By the time you have finished the hour and a half tour, you’ll be glad of some kind of refreshment, which you can have either at the FAI-run bar beside the Tibertus Temple or at the adjacent Michelin-starred Sibilla restaurant, which is one of the oldest restaurants in the world and a site in its own right.

Its spacious terrace beside the circular Temple of the Sybil overlooks the waterfall and is shaded by an enormous, 200 year-old wisteria. The walls are covered with marble plaques commemorating the visits of the crowned heads of Europe and other eminent guests. To mention just a few: Charles and Elizabeth, Prince and Princess of Prussia came with Princess Margherita of Savoy in 1877, the Queen of Sweden was here in 1918, the Infante of Spain dined in 1969, Princess Margaret of Britain (the present queen’s late sister) in 1965, and in 1999 Duchess Zelda Marzec, Grand Dame of the Order of Malta, celebrated her birthday here.
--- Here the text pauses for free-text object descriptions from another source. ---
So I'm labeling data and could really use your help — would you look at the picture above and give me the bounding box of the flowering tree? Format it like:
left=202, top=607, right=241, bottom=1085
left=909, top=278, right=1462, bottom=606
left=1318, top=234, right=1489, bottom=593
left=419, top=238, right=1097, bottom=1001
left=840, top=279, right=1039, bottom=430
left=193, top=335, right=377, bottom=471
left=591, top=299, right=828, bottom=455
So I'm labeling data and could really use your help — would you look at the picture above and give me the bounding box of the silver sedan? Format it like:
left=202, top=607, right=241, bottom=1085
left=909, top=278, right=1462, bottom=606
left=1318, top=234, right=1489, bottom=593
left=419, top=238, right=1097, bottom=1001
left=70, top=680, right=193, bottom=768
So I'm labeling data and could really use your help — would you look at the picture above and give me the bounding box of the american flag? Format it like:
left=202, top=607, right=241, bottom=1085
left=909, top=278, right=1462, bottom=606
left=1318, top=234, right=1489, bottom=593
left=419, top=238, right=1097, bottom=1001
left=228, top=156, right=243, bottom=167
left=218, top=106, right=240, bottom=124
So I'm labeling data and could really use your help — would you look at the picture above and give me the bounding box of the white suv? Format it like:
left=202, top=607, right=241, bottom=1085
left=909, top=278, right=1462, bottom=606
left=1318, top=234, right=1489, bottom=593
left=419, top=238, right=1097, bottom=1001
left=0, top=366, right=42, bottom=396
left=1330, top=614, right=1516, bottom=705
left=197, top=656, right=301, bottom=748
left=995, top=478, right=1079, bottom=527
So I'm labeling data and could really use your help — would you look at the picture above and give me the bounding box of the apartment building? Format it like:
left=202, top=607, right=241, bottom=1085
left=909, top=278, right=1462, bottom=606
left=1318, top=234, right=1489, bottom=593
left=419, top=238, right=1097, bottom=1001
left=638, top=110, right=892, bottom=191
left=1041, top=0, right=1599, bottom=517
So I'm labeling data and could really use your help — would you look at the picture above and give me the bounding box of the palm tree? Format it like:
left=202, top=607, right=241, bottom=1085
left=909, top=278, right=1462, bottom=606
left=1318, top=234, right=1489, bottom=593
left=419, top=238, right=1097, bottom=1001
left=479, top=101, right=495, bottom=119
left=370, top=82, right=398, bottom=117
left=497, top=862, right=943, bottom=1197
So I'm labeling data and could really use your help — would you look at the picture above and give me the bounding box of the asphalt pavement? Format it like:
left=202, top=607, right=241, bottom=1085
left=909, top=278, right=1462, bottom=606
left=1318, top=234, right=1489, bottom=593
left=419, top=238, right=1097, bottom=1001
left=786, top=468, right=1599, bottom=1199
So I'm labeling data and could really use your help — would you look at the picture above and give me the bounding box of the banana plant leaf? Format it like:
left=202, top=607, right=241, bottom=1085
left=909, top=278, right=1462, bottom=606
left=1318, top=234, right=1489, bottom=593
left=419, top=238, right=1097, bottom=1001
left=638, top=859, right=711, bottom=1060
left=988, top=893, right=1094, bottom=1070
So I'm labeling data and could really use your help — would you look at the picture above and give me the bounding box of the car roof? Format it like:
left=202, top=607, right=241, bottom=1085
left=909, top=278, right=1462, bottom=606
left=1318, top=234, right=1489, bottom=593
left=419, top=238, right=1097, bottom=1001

The restaurant has belonged to the La Caita-Frittella family since 1980. The present generation, Simone Frittella and Andrea La Caita, are keen on promoting local produce and regional specialities and offer a choice of set lunch menus, very reasonably priced.

Villa Gregoriana is open 1-31 March 10.00-14.00 (Sun and holidays 10.00-16.00), 1 Apr-15 Oct 10.00-18.30, 16 Oct-30 Nov 10.00-14.30 (Sun and holidays 10.00-16.00). Last entrance an hour before closing. Mon closed, except when a public holiday. Tickets €5 (children €2.50, families €12). FAI and British National Trust Members free of charge.